Sul peso normativo che grava sulle telco è tornato Stefano Bargellini di Vodafone Italia osservando che “Un’azienda di Tlc ha precisi e giusti obblighi di tutela delle informazioni e dei dati dei propri clienti, ma è altresì obbligata a darne comunicazione all’autorità giudiziaria laddove richiesto, come nel caso del contrasto al crimine cibernetico. Talvolta questi obblighi sono anche onerosi da rispettare in termini di investimenti. Non si può dire che gli stessi vincoli valgano per gli Ott e sarebbe giusto che i legislatori lavorassero per avere regole uniformi, anche in ambito comunitario”.

SICUREZZA ANTITESI DI PRIVACY?

Il caso Apple-Fbi ha riportato alla ribalta non solo il ruolo chiave (e le difficoltà) delle collaborazioni tra pubblico e privato ma anche la necessità di trovare un compromesso tra sicurezza e privacy. Le due istanze sono davvero antitetiche? Non per Bargellini di Vodafone Italia: “Non credo che tra privacy e sicurezza nazionale esista una contrapposizione. In entrambi i casi si tratta di sicurezza: nel primo caso è la sicurezza della protezione dei dati personali, nel secondo caso è la sicurezza dell’interesse generale comune. Se guardiamo all’Italia e all’Europa, l’equilibrio tra privacy e sicurezza è pienamente rispettato dal quadro normativo vigente. Un operatore deve fornire le informazioni previste dal quadro normativo, nulla di più e nulla di meno”.
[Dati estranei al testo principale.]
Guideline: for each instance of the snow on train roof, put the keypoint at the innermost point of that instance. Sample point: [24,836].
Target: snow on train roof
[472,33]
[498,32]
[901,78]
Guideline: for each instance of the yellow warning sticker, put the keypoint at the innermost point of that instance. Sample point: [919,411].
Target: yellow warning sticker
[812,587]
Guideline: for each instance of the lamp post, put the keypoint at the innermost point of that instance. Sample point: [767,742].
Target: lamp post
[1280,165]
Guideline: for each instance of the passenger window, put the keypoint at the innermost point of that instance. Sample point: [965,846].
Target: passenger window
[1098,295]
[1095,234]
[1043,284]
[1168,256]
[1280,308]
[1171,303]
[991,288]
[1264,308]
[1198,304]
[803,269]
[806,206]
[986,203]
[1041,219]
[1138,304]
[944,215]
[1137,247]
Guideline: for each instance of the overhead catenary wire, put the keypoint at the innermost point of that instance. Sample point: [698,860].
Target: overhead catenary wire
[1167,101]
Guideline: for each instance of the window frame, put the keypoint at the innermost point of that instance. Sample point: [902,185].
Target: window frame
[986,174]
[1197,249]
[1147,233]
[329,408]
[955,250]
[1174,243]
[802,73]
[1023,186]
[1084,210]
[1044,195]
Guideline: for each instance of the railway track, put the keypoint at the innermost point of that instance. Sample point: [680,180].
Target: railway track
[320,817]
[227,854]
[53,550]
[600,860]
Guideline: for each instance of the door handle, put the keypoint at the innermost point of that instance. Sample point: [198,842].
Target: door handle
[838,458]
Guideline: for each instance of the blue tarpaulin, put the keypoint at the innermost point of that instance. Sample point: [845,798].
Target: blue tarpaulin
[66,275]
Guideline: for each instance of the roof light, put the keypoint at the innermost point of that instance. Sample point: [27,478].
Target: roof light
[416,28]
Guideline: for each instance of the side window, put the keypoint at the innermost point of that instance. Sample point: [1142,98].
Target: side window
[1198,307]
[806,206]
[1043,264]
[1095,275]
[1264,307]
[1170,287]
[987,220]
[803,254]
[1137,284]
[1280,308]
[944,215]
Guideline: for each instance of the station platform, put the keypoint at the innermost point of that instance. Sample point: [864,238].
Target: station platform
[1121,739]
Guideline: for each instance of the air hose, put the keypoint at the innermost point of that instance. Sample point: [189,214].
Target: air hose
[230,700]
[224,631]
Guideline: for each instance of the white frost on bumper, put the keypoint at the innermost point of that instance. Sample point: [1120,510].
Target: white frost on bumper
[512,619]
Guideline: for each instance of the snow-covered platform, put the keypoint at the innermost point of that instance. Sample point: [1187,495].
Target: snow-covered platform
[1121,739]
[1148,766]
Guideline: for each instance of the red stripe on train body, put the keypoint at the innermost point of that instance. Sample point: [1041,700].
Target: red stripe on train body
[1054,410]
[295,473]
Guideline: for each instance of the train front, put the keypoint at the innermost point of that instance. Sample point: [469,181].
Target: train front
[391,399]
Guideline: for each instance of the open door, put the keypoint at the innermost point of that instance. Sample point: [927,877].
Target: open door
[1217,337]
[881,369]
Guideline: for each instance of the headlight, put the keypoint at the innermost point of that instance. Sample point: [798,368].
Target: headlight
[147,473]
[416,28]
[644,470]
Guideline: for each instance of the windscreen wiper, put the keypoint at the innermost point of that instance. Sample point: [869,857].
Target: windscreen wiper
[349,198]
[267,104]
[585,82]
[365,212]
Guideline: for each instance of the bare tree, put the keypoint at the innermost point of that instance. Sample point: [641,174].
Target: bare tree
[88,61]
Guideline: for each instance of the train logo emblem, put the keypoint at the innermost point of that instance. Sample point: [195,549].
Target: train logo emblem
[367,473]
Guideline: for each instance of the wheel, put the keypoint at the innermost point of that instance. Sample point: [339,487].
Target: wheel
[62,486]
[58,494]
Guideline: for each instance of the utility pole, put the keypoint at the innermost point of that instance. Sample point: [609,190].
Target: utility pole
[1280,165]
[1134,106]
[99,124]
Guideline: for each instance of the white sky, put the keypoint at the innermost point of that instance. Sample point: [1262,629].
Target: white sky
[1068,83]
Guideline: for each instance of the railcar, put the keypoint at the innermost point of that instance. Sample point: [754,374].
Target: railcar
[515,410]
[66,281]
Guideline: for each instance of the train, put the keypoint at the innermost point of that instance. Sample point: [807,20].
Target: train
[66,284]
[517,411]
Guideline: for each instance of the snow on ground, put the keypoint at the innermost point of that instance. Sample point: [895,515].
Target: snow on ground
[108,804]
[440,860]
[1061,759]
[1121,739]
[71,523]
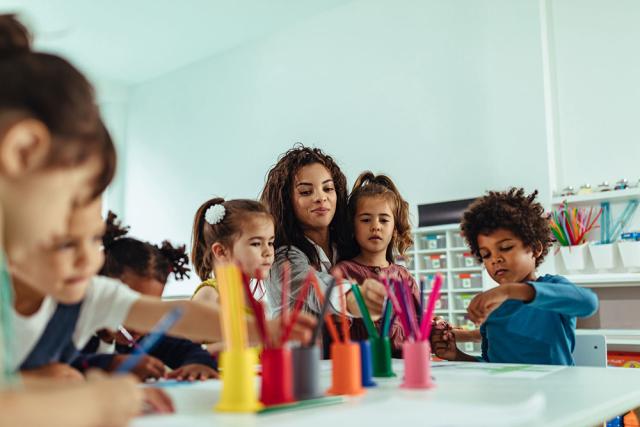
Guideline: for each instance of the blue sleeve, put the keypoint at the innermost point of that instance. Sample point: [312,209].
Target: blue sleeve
[176,352]
[556,293]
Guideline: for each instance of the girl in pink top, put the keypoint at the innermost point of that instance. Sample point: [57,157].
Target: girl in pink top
[379,217]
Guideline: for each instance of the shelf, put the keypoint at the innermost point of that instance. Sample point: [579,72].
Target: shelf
[592,198]
[605,280]
[615,336]
[466,269]
[431,271]
[431,251]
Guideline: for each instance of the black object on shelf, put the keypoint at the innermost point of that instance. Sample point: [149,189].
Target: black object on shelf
[442,213]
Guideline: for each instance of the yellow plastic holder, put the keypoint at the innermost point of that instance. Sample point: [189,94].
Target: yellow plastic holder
[239,392]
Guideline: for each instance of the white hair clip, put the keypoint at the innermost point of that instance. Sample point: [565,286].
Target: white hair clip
[215,214]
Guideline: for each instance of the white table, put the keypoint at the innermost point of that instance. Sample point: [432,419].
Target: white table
[463,396]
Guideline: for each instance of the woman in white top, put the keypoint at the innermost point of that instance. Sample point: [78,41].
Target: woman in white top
[306,192]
(CHI C’ERA ALLA CYBER CRIME CONFERENZE. TUTTE LE FOTO DI FORMICHE.NET)

Savioli di Telecom ha però fatto notare che in un mondo iper-connesso e digitalizzato un piccolo compromesso sulla privacy potrebbe rendersi necessario per preservare la sicurezza, allo stesso modo in cui accettiamo che una banca abbia delle telecamere e una guardia armata o che le stazioni della metropolitana e altre aree sensibili della città siano videosorvegliate.

Per Di Legami della Polizia Postale, nell’annosa ricerca di un bilanciamento tra sicurezza e privacy l’elemento “umano” e il comportamento delle persone devono necessariamente essere tenuti in considerazione: “E’ inutile dare battaglia in tema di intercettazioni delle comunicazioni o sulla possibilità di accedere alle email dei sospettati di gravi crimini, invocando indebite invasioni della privacy, se poi postiamo sui social network tutta la nostra vita, compresi i luoghi in cui ci troviamo, le persone che frequentiamo, le nostre foto e, spesso, anche quelle dei nostri figli minorenni”.